Contrary to the defendant's contention, the County Court did not err in refusing to give an intoxication charge to the jury ( see Penal Law § 15.25). Viewing the evidence in the light most favorable to the defendant ( see People v. Gaines, 83 N.Y.2d 925, 927, 615 N.Y.S.2d 309, 638 N.E.2d 954), we find that there was insufficient evidence presented regarding the quantity of liquor consumed by the defendant and its consequent effects to warrant a charge on intoxication ( id.; see People v. Brown, 73 A.D.3d 940, 899 N.Y.S.2d 877; People v. Sirico, 66 A.D.3d 1047, 888 N.Y.S.2d 544; People v. Garcia, 271 A.D.2d 695, 708 N.Y.S.2d 300; People v. Pringle, 270 A.D.2d 291, 704 N.Y.S.2d 844; People v. Cortez, 184 A.D.2d 571, 584 N.Y.S.2d 609).
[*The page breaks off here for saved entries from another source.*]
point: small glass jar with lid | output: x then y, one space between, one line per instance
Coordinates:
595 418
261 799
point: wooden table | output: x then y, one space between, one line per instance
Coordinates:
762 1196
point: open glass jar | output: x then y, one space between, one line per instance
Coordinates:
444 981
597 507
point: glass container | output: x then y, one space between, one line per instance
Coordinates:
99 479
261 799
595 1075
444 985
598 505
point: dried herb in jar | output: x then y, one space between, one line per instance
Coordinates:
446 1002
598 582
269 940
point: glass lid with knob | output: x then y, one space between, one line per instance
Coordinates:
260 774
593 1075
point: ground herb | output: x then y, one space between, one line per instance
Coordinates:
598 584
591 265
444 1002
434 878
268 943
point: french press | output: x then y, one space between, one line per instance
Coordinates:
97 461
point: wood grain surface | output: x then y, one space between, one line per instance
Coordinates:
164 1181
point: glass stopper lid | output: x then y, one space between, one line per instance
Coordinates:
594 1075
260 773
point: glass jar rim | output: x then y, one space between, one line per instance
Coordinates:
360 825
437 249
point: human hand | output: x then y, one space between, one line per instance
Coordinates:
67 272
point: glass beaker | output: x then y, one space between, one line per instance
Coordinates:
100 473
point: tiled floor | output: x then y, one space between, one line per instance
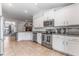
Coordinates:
26 48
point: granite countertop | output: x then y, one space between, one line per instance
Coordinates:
72 35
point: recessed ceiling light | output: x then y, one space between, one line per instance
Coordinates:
25 11
36 3
10 4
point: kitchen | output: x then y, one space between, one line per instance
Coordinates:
54 28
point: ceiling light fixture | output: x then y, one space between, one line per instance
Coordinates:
25 11
10 4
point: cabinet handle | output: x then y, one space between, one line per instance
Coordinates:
66 43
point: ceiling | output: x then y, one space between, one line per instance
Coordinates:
17 10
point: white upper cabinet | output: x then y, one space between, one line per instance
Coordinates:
0 10
41 17
72 14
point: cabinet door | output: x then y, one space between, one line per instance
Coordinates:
72 46
58 43
39 38
1 47
0 10
1 35
73 14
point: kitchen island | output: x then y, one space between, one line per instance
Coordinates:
24 36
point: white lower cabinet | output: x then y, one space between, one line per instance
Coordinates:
39 38
66 44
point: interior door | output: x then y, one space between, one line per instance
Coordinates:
1 36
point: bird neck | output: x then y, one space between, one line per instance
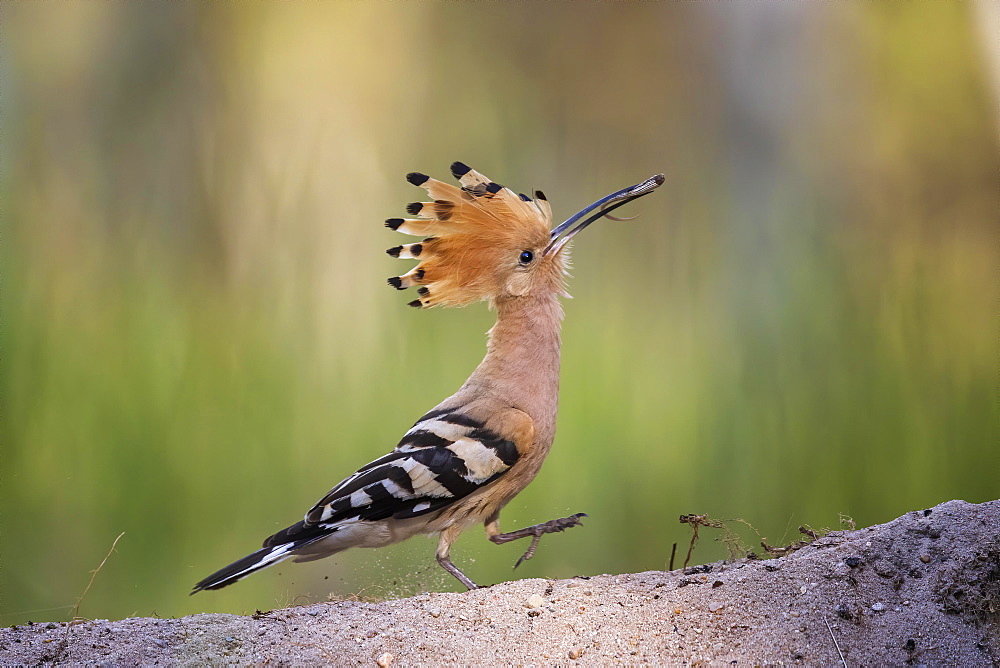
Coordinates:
521 367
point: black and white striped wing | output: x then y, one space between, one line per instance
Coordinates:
444 457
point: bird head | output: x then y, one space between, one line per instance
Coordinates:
485 242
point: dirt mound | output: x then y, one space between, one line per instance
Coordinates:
924 588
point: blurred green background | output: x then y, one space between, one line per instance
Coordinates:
198 341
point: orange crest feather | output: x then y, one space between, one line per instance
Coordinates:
475 234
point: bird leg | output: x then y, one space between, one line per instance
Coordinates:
443 555
535 531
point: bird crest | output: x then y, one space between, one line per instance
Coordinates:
482 241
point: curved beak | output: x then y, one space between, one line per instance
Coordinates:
560 236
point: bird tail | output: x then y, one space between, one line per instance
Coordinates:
249 564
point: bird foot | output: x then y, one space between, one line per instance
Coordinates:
536 532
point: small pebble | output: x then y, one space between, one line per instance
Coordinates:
534 601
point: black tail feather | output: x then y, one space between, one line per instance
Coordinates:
240 569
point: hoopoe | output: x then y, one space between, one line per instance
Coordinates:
462 462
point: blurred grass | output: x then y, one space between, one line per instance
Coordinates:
198 342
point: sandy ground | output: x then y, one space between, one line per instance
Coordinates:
924 588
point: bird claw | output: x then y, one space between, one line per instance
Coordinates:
539 530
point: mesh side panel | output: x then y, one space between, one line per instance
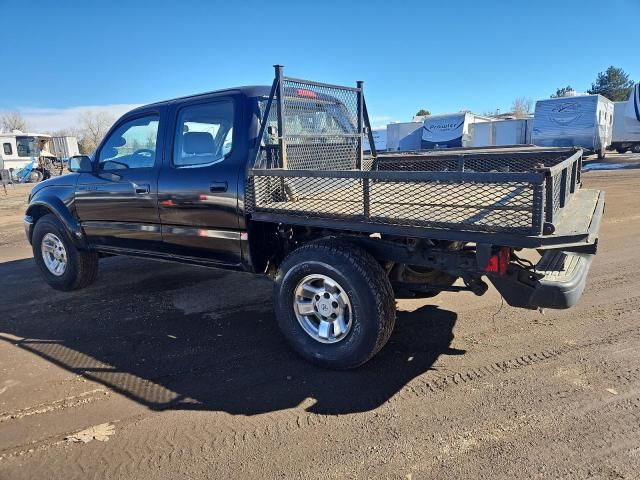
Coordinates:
557 185
472 162
493 207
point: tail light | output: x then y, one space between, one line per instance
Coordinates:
301 92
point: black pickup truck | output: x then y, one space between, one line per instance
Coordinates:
275 180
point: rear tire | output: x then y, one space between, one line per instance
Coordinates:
371 305
80 268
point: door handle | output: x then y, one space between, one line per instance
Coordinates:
218 187
141 189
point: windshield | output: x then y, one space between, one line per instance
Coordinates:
27 146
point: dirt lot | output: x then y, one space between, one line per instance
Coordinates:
168 371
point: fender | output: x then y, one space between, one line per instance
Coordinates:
50 199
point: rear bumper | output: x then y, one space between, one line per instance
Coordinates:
557 281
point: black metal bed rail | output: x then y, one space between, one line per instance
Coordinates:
473 201
561 182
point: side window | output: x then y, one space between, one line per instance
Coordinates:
131 145
26 146
204 134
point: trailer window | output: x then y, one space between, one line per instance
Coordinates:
27 146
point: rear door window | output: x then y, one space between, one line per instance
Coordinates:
204 134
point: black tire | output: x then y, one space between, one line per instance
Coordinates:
82 267
369 292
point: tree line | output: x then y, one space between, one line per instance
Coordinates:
614 83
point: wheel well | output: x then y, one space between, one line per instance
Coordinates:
36 212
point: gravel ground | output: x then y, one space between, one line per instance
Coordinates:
168 371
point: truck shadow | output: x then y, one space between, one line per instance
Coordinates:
177 337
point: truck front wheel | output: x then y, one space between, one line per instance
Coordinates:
62 265
334 303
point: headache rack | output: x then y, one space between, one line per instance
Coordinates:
311 170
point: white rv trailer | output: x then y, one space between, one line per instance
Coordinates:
501 132
626 123
450 130
64 147
404 136
379 140
581 121
47 155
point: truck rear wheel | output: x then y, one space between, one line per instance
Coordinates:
62 265
334 303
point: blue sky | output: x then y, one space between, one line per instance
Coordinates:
444 56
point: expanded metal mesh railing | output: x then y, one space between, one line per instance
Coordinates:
312 168
373 197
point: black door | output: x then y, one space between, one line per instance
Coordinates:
197 186
118 204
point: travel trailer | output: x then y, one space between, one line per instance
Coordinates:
450 130
584 121
379 140
626 123
31 157
501 132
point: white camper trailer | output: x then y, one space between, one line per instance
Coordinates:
450 130
582 121
38 155
626 123
501 132
379 140
404 136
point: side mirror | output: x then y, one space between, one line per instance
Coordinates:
80 164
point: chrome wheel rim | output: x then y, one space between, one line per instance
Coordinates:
54 254
322 308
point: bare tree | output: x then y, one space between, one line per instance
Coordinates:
521 107
13 121
93 128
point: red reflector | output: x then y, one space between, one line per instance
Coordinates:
498 262
305 93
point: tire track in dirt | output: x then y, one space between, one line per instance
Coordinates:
205 439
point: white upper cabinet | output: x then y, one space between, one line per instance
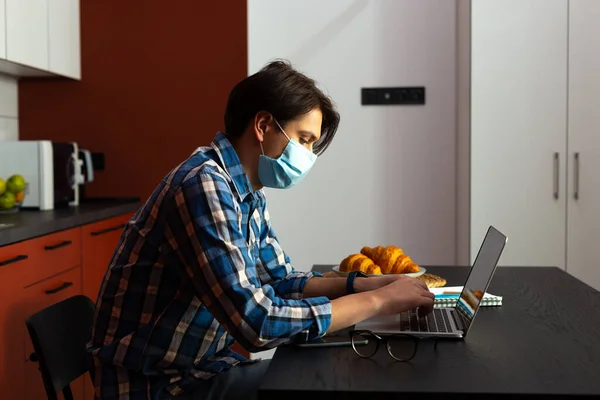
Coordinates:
27 32
2 29
40 38
64 38
518 127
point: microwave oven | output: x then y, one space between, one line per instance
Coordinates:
52 171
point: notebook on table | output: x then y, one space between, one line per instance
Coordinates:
448 297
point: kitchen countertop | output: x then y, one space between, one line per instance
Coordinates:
28 224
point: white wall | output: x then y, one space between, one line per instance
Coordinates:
9 113
390 175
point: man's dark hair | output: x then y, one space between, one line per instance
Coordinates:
285 93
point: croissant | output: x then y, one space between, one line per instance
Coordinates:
391 259
359 262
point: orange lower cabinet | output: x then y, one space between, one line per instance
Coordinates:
13 260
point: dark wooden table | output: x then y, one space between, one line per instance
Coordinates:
544 340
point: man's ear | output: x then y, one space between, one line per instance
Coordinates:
262 123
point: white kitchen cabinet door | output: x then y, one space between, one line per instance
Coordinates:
27 32
64 38
2 29
518 128
583 250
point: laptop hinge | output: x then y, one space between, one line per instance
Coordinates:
458 320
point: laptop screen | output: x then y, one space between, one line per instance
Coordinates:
480 275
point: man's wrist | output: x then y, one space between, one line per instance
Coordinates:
361 284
The defendant contends that the People's summation remarks constituted reversible error. However, the challenged comments were either fair comment on the evidence ( see People v. Ashwal, 39 N.Y.2d 105, 383 N.Y.S.2d 204, 347 N.E.2d 564), responsive to arguments and theories presented in the defense summation ( see People v. Galloway, 54 N.Y.2d 396, 446 N.Y.S.2d 9, 430 N.E.2d 885; People v. Crawford, 54 A.D.3d 961, 863 N.Y.S.2d 830), or harmless error ( see People v. Crimmins, 36 N.Y.2d 230, 241–242, 367 N.Y.S.2d 213, 326 N.E.2d 787; People v. Hill, 286 A.D.2d 777, 778, 730 N.Y.S.2d 723).
The sentence imposed by the County Court, based upon the conviction of manslaughter in the first degree, was excessive to the extent indicated herein ( see People v. Suitte, 90 A.D.2d 80, 455 N.Y.S.2d 675).
The defendant's remaining contentions are without merit or do not require reversal.